Former Jurors Can Speak!
It is illegal in this country to approach anyone who has served on a jury and ask them questions about how they came to their verdict. It is not, however, illegal for people who have served on a jury to talk about their experiences after the event.
Given that so many jury decisions seem to fly in the face of the evidence before them, the only way these decisions can be studied, and the underlying reasons for such strange decisions identified, is if people voluntarily discuss their experiences.
Any study of the causes of wrongful convictions must, of necessity, remain incomplete when researchers are forbidden to approach jurors, and also when police officers, people working in the CPS, etc, are unable to discuss their concerns for fear of losing their jobs, or breaking rules of “confidentiality.”
Any researcher, myself included, can accept information which is voluntarily offered, and can, and will, assure anonymity for those who are willing to offer such information.Without it, we can never truly understand how our criminal justice system gets it so wrong, so often.

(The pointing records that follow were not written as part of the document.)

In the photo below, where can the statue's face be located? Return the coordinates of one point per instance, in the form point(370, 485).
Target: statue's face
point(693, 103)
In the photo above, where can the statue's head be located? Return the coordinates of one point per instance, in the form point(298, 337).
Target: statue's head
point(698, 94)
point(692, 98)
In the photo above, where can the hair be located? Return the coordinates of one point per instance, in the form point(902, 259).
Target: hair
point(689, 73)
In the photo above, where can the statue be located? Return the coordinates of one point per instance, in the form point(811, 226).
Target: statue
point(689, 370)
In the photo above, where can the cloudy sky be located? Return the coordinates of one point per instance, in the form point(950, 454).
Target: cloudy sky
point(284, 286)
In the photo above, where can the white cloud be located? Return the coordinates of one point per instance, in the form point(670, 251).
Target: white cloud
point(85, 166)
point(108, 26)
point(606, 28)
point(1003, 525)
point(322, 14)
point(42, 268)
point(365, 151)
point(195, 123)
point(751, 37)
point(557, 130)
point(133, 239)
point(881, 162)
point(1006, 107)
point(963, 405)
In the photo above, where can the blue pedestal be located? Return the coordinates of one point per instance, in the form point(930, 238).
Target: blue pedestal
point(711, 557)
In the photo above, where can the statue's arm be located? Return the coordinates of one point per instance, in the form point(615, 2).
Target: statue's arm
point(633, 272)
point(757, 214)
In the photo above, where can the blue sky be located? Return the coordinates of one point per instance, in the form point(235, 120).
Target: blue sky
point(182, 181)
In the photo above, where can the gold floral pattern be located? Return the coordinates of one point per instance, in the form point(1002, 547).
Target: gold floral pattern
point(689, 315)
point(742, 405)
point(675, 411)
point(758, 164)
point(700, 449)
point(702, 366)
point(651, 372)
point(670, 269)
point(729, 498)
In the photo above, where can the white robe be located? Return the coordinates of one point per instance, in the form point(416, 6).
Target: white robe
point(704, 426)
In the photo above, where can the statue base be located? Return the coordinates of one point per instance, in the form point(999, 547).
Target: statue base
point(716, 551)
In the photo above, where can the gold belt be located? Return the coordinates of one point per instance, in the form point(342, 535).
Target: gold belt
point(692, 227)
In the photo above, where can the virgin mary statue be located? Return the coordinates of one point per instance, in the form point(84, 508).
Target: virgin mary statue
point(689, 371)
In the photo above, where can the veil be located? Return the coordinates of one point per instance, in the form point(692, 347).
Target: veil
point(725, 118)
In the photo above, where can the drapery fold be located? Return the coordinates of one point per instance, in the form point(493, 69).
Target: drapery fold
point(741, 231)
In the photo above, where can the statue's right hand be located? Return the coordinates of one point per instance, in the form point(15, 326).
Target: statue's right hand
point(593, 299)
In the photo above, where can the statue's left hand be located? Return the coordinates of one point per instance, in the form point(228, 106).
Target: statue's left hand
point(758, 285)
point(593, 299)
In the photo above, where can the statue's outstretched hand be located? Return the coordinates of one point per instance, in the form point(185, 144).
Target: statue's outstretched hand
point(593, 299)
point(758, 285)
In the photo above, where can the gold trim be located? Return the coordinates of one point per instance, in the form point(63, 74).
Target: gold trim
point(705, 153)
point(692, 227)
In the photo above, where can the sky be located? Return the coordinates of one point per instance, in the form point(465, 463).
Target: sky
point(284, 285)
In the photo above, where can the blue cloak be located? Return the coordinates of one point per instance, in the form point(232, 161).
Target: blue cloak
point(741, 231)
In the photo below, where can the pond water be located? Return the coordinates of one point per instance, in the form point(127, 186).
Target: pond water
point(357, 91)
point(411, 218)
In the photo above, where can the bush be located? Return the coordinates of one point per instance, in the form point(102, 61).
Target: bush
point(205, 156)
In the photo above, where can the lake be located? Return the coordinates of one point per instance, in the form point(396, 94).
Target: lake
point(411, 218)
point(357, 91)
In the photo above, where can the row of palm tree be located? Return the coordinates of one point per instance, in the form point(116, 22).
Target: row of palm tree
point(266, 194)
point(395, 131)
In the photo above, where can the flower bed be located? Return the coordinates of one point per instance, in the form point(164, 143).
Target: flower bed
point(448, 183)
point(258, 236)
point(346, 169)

Also, our current system means there is no support or assistance for people who have served on a jury which has wrongfully convicted someone, when that conviction is overturned, or for people who have worked on an obviously flawed case. It’s not hard to imagine how people must feel, discovering that they were duped into believing they were hearing “all of the evidence,” or that they assisted in locking up a completely innocent person, yet all we can do is imagine, because, once again, we have no means of asking directly. Only if people in that position willingly and voluntarily discuss their feelings do we have any real way of knowing.